= Syed Kamel Bakht =

Bangladeshi nationalist and guerrilla leader

Syed Kamel Bakht was a communist who formed his own guerrilla force in Satkhira in southwest Bangladesh. He fought against the Pakistan Army during the Bangladesh War of Liberation.

Syed Kamel Bakht died at the age of 17 during the war in the month of November by a group of Mujib Bahini personnel. His elder brother Syed Didar Bakth later became the Minister of Information and Cultural Affairs of Bangladesh.

==Early life==
Syed Kamel Bakht was born in 1954 at Tentulia village of Tala Upazila which is now under Satkhira District of present Bangladesh. He was the youngest of all the sons of his father Syed Sharfuddin Hashemy.

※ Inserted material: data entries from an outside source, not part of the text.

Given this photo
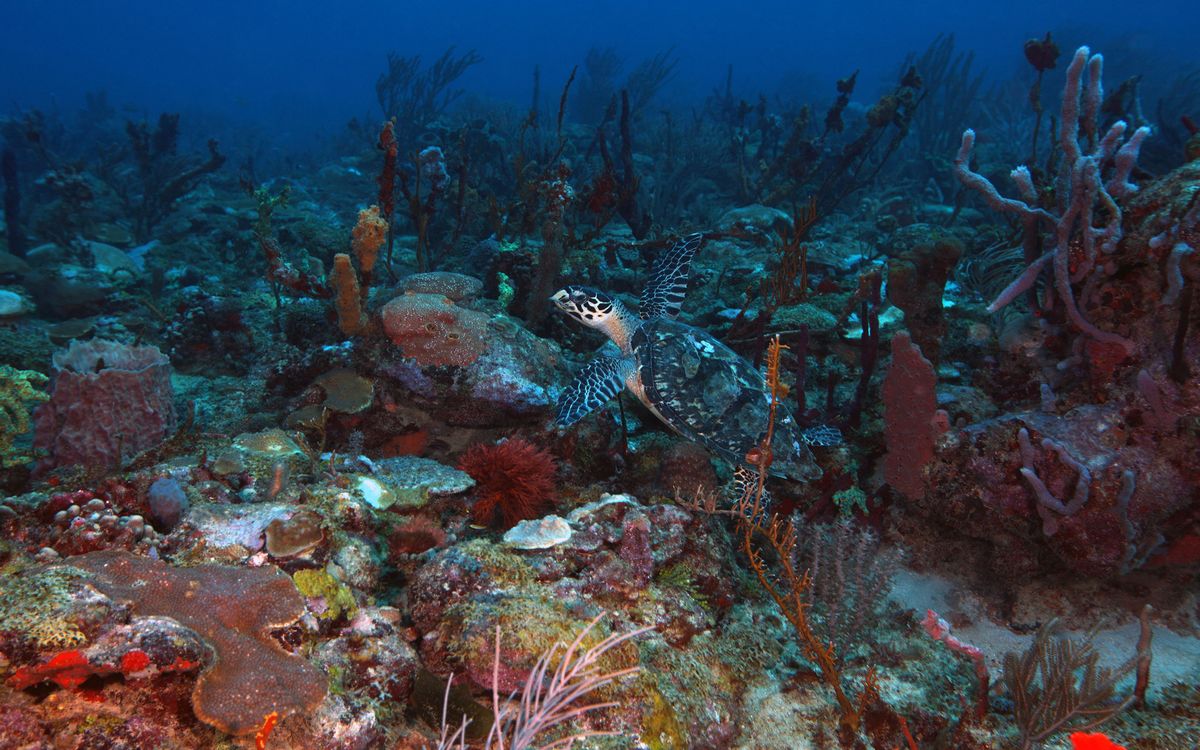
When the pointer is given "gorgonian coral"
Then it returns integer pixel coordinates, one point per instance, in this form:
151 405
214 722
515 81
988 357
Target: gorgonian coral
514 481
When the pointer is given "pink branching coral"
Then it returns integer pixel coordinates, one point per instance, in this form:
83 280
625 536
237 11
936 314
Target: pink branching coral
1084 196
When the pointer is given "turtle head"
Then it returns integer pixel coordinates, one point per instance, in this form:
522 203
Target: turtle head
589 306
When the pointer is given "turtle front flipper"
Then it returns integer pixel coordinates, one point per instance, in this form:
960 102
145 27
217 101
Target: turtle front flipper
594 387
664 294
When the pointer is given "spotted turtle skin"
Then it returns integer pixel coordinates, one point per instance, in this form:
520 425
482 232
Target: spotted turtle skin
707 393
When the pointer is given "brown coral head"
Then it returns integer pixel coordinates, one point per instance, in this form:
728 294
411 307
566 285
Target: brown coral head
1042 54
297 535
234 610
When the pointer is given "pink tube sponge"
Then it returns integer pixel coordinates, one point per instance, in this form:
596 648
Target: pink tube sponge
109 401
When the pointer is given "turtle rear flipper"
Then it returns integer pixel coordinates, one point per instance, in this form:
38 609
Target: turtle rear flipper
594 387
664 294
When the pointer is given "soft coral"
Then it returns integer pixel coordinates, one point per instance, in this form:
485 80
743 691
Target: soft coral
514 481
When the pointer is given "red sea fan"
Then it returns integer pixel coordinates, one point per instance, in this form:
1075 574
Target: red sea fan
514 481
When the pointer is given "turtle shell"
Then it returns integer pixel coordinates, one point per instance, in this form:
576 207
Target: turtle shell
707 393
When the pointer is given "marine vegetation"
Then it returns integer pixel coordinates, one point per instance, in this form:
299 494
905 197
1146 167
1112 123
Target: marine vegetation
853 412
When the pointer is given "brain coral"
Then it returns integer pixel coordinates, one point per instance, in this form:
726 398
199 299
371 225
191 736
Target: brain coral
432 330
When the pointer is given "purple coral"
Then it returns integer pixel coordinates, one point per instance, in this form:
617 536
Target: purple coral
1081 190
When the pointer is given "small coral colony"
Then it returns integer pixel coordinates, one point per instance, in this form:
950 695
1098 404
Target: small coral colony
847 420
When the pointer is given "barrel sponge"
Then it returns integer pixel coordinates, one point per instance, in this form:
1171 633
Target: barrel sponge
234 610
109 401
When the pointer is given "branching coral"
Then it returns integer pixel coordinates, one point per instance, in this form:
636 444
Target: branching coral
18 391
1057 685
1084 196
162 177
515 480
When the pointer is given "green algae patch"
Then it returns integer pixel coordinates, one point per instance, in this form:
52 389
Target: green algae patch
36 604
319 585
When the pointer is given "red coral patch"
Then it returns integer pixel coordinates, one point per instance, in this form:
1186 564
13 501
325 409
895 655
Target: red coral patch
514 481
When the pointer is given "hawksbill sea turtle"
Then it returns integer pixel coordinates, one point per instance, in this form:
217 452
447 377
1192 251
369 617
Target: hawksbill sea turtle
685 376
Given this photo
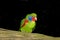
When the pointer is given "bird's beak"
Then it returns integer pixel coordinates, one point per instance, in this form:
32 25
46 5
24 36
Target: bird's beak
36 18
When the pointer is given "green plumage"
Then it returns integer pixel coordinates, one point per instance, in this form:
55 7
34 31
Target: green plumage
30 26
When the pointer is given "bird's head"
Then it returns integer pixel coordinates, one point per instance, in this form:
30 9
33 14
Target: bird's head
32 17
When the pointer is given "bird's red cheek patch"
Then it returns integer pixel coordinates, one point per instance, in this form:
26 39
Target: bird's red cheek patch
26 21
33 18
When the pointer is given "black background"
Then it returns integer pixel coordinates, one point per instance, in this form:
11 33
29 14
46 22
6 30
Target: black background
13 11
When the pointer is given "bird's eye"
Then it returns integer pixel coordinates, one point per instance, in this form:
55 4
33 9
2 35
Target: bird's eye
30 18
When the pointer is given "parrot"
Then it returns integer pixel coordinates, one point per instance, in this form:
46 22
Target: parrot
28 23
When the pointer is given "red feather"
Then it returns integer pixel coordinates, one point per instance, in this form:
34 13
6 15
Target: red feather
26 21
33 18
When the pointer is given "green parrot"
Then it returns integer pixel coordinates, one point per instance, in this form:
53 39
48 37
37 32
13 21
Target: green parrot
28 23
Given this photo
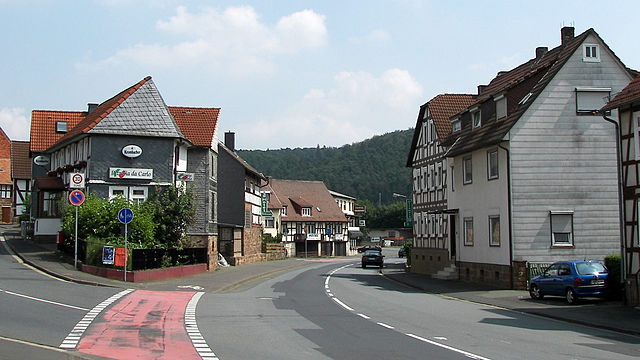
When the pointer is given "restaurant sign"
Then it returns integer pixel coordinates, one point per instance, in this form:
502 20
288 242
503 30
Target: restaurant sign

He completed his primary education in a local school. After passing the matriculation examination he joined Khulna BL College before the war broke out in 1971.

==Political affiliation==
Syed Kamel Bakht was influenced by his elder brother Syed Deedar Bakht who was a leader of Coordination Committee of Communist Revolutionaries of East Bengal. He also joined the group before the Liberation War of Bangladesh and soon became an organizer with his talent.

When the war broke out in the then East Pakistan, now Bangladesh, Coordination Committee of Communist Revolutionaries of East Bengal was converted into the Bangladesh National Liberation Struggle Coordination Committee.

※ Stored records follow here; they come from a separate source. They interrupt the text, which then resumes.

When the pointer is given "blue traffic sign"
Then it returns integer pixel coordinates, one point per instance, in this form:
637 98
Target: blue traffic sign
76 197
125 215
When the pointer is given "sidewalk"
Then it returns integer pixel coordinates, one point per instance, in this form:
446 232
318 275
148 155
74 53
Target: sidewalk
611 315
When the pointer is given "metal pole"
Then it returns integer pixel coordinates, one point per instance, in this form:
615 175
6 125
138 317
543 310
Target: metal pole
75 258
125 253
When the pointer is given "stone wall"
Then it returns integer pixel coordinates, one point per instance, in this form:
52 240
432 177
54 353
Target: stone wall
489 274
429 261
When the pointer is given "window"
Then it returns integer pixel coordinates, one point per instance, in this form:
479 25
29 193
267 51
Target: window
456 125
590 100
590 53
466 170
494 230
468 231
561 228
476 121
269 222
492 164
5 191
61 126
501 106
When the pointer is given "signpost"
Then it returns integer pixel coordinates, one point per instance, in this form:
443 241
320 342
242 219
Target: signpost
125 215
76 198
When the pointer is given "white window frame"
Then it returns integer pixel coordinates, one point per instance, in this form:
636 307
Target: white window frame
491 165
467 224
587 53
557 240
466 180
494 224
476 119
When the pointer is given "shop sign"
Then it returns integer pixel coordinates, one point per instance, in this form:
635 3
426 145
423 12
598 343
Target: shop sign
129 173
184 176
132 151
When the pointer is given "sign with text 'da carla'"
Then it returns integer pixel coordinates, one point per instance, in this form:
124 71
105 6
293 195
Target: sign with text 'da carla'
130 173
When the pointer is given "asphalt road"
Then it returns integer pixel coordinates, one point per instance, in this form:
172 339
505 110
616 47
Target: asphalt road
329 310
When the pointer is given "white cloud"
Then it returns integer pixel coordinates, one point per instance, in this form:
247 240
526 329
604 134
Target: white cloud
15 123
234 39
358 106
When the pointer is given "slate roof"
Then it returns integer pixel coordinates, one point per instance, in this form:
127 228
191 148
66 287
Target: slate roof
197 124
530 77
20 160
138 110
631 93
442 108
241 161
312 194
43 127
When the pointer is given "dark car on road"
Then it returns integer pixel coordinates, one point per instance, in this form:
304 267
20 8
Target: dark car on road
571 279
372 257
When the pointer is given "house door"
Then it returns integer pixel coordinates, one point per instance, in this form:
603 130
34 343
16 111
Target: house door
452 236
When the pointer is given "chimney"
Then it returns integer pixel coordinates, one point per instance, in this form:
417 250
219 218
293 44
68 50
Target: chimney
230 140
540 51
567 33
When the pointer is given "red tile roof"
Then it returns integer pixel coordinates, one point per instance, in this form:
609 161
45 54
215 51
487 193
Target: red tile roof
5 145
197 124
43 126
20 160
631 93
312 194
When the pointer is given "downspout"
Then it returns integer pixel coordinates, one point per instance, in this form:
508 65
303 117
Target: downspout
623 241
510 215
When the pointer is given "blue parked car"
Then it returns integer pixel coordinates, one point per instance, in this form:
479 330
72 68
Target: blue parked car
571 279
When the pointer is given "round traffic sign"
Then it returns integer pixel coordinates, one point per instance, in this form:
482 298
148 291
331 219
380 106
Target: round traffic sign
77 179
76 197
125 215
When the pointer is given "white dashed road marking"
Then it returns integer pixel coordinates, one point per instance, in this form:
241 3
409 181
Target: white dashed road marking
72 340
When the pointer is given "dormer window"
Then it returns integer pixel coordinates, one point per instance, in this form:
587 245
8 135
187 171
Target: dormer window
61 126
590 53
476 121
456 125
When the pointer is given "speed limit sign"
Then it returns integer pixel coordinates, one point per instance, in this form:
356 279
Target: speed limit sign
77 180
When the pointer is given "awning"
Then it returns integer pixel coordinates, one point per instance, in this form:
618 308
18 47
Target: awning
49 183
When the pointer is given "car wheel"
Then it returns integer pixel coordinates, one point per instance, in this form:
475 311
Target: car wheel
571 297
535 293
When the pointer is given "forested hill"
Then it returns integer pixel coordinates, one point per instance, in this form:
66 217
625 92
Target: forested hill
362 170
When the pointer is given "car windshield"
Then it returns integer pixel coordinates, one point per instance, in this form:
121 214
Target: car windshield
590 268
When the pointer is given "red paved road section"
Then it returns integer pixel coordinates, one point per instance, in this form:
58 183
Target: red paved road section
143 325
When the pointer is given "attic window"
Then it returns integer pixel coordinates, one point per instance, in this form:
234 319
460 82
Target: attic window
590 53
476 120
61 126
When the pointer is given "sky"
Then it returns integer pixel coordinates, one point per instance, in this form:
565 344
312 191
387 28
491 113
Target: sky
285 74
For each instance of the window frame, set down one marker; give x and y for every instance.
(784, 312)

==Role in Liberation War==
Syed Kamel Bakht, along with his brother Syed Deedar Bakht formed their own guerrilla force with the members of their party and the local youths in early May 1971. Their force was known as “Gana Mukti Bahini” (People's Liberation Force).

In the middle of June, his force captured the Tala Upazila police station on their own and collected the arms and ammunition. They had raised the flag of independent Bangladesh in the compound of the police station and declared the area as liberated.

Later on, with the help of the freedom fighters of Bangladesh Force, he led an attack on the Kapilmuni police station in the next month.

He had led a series of battle against the Pakistan Army on the bank of Salta River, Patkelghata, and Sagardari areas.

Syed Kamel Bakht gained enormous success in the battles forcing the Pakistan Army to retreat. Soon after liberating the areas he established an administration which was led by communist ideology.

He accumulated many lands from the local landlords and distributed those among the peasants. He also took an attempt to introduce new systems regarding land ownership, in other words land-reform or agrarian reforms.

He was determined to punish the collaborators, Razakars as well. His followers used to slaughter the prominent Razakars of the liberated areas and hang their bodies in trees.

==Death==
In August, a section of Mujib Bahini men entered into his area and befriended with the brothers. They used to live with them in their den. But after some days they went back to India. In mid October, they came back with more people with them.

In November, Syed Kamel Bakht left for Kolkata to meet his party men and held meetings with central leader of his party Haider Akbar Khan Rano. He described his struggle during the war and had asked the central leadership to visit his area. The leadership was keen to visit his area and planned to go there soon.

When he returned from Kolkata to his area, he was killed with his henchman Shankar in his own den by Mujib Bahini men. They shot them from a very close distance with automatic rifles and ensured their death.

His brother, Syed Deedar Bakht survived the attack as he was not his brother that night. But the Mujib Bahini men launched a fresh drive to hunt him down. This hunt continued even after the liberation war.